In 1898, while in his twenties, Noyes started a small real estate brokerage business in New York City known as Charles F. Noyes Inc. By the onset of the Great Depression, his firm employed 200 around the country and abroad. By the mid-1920s, the firm was closing c. 700 sales or leases a year totaling almost $300 million. In 1926, he was insured for $2,400,000 in what was then one of the largest single life insurance policies ever written.

Along with Schulte Realty, he undertook a project to build a 150-story skyscraper at the back of City Hall, but this was never realized.

In 1951, the Charles F. Noyes Co. brokered what was then the single largest real estate deal in the world when it sold the Empire State Building for $51.5 million, netting his firm a million dollars in brokerage and management fees. In 1959, he retired and turned over all of the stock in his company to its employees. The firm traded a number of important buildings, including 2 Broadway, 56 Beaver Street, 108 Leonard, 280 Broadway, 400 Madison Avenue, 525 Lexington Avenue, the New York Produce Exchange, the Candler Building, and the Crown Building. The company was sold to Harry B. Helmsley, investor and president of Helmsley‐Spear Inc., in 1964 but continued to be operated by David M. Baldwin.

In 1947, in honor of his late second wife, he organized the Jessie Smith Noyes Foundation to provide grants promoting equal access to quality education.

==Personal life==
On September 16, 1903, in Brooklyn, New York, Noyes was married to Eleanora Seward Halsted (1880–1921), a daughter of David Frost Halsted and Catherine Ann ( Chamberlain) Halstead.

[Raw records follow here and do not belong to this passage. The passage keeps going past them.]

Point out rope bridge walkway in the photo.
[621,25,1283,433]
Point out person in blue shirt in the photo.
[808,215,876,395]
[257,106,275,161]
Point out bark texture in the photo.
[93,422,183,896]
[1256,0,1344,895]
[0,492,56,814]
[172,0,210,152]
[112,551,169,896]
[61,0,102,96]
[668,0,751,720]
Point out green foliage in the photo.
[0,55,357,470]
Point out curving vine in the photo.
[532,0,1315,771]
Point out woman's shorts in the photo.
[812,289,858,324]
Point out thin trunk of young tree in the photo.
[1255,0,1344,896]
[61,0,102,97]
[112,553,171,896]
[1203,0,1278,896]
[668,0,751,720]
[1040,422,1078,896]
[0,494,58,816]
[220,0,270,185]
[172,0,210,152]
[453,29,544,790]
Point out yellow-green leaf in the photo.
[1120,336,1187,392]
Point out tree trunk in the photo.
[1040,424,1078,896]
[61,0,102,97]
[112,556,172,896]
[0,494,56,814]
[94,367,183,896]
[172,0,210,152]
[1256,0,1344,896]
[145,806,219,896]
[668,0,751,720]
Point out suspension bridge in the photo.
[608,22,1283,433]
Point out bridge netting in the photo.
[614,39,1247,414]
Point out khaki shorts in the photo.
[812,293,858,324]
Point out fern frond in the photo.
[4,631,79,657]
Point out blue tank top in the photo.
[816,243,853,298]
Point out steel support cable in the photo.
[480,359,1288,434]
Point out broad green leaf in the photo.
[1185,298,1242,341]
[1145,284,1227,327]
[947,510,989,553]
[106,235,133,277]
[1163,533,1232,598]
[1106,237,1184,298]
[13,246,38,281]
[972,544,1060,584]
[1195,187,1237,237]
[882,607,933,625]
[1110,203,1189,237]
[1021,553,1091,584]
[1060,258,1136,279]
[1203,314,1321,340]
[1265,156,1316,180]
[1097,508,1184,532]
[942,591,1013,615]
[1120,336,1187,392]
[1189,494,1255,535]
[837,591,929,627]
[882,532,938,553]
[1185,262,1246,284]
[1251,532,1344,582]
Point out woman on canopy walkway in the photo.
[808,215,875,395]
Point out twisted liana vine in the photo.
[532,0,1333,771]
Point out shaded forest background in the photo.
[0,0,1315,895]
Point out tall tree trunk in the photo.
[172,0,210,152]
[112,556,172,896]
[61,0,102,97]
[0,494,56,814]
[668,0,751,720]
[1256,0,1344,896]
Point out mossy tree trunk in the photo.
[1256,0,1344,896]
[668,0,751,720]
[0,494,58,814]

Before her death in 1921, they were the parents of two children, including:

- Eleanora "Lorna" Adele Noyes (1904–1977), who married Duncan M. Findlay in 1932. They divorced and he later married Mary Adelaide ( Harding) Simmonds, widow of Albert C. Simmonds Jr. in 1964.

In 1926, Noyes married Jessie Patterson Cooke) Smith (1885–1936) and became stepfather to Dorothy Smith) Bedell, Alfred Smith, and Edith Smith) Muma. Jessie, the widow of Rowland Holbrook Smith and daughter of Benjamin Cooke, was a "champion for racial equality and an advocate for religious tolerance".

Noyes died on September 2, 1969, at a nursing home in Greenwich, Connecticut and was buried at Yantic Cemetery in Norwich.